For parents of special needs kids, a place and a space in which to share the struggles, the joys, the heartaches, the heartbreaks, the triumphs and tribulations of raising extraordinary kids. What works, what doesn't. What holds us and our families together; what threatens to tear us apart. Support, trust, friendship. This is what we promise to each other.
Sunday, April 22, 2012
Reflections, Reflections
It's funny how life as a parent mutates over time. It goes from your children being totally dependent on you, the parent, to their growing apart and away, carving out their own space and way of being in the world. It's a process that can feel bittersweet. But it can also hold up to you a magic mirror, one in which you see the person you gave birth to reflected back at you as a unique human being but one who, for better or worse, embodies much of what you transmitted to him via DNA and life example.

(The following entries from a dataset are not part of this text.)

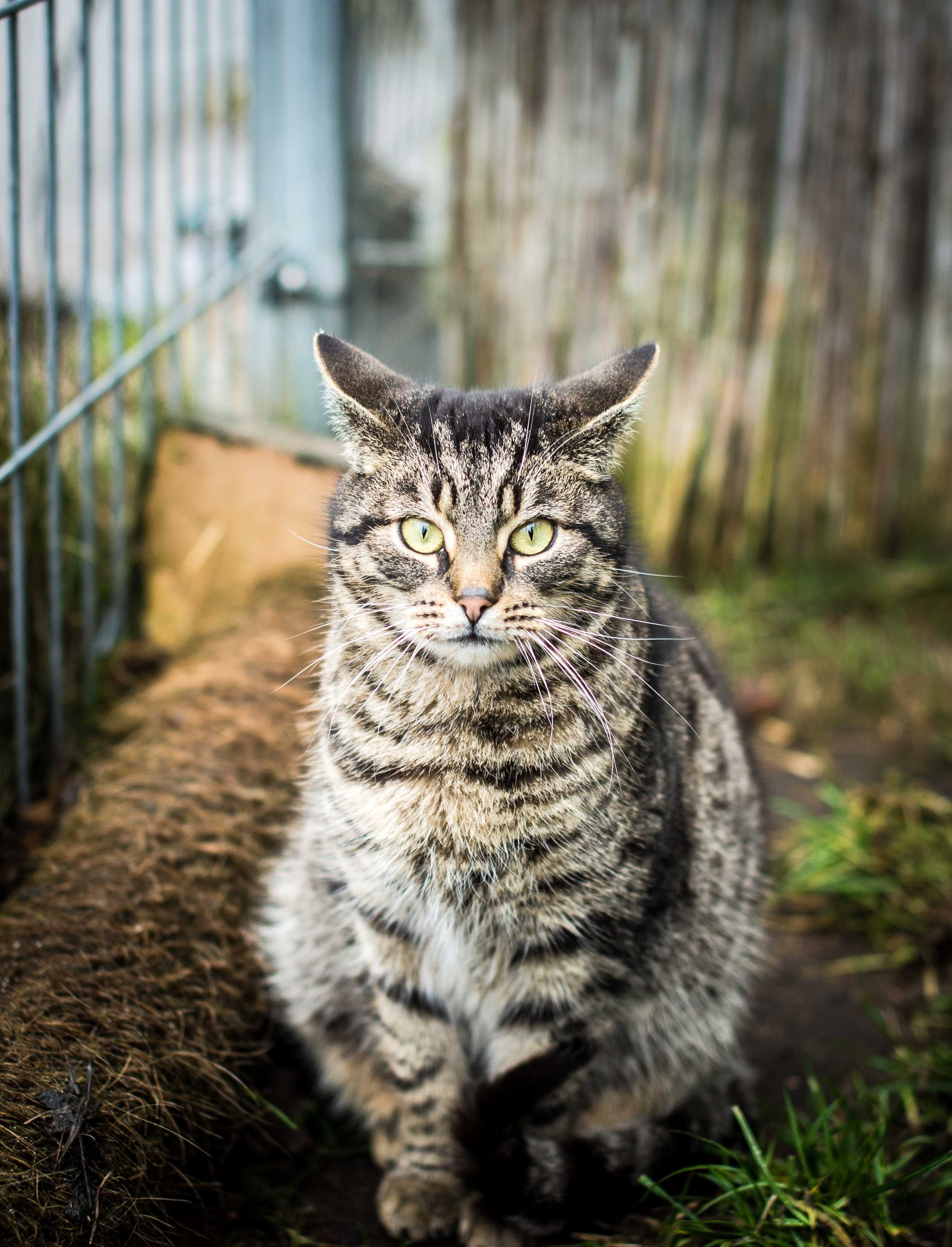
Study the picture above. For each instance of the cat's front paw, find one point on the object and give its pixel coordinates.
(477, 1229)
(415, 1205)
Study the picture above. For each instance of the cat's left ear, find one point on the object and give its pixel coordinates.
(598, 407)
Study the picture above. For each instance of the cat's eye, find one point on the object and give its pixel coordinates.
(533, 538)
(422, 535)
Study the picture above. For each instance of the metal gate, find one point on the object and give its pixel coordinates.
(193, 189)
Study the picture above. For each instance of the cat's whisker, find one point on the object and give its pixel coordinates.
(590, 638)
(532, 673)
(649, 686)
(528, 423)
(628, 619)
(315, 544)
(365, 670)
(334, 649)
(531, 659)
(582, 685)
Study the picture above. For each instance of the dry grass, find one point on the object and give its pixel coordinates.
(126, 947)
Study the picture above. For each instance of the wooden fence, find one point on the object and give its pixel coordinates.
(765, 188)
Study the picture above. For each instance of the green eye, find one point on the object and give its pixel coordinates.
(422, 535)
(533, 538)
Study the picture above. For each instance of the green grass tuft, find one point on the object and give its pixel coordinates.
(879, 862)
(834, 1175)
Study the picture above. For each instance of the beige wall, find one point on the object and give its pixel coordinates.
(221, 518)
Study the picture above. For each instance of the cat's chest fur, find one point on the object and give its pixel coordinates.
(457, 805)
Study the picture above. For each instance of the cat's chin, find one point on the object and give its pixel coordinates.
(475, 653)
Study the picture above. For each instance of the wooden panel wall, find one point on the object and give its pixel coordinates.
(765, 188)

You hope--and maybe pray??--that the child you raise becomes someone you not only love, but someone you actually like, someone you would want to claim as your own if he weren't yours. It is a joy beyond words to really, really like your child, and to discover that not only through physical connection--seeing and spending time with him--but through finding out how he thinks, and what he thinks about. This link contains the latest magical discovery I have made.
Http://www.tuftsdaily.com/sports/sam-gold-the-ot-1.2731467#.T5P_rQJWEcE.mailto
If there is any sadness here, it only comes from thinking about the fact that Sam is so much the embodiment of my father, who lived a life of quiet, exceptional decency, yet did not live to see Sam embrace his own deep decency and thoughtfulness so wholeheartedly. Life is funny and heartbreaking that way: it can give you gifts of inheritance and gratitude, but steal some of those gifts right out from under you, so you are left with wistfulness where full-throated joy should be. Nevertheless, I have to believe that the person who is physically missing in my life--my father--is given back to me through my son, and through his own reflections and commentary on the world in which he lives. This, after all, is what real inheritance is, or ought to, be.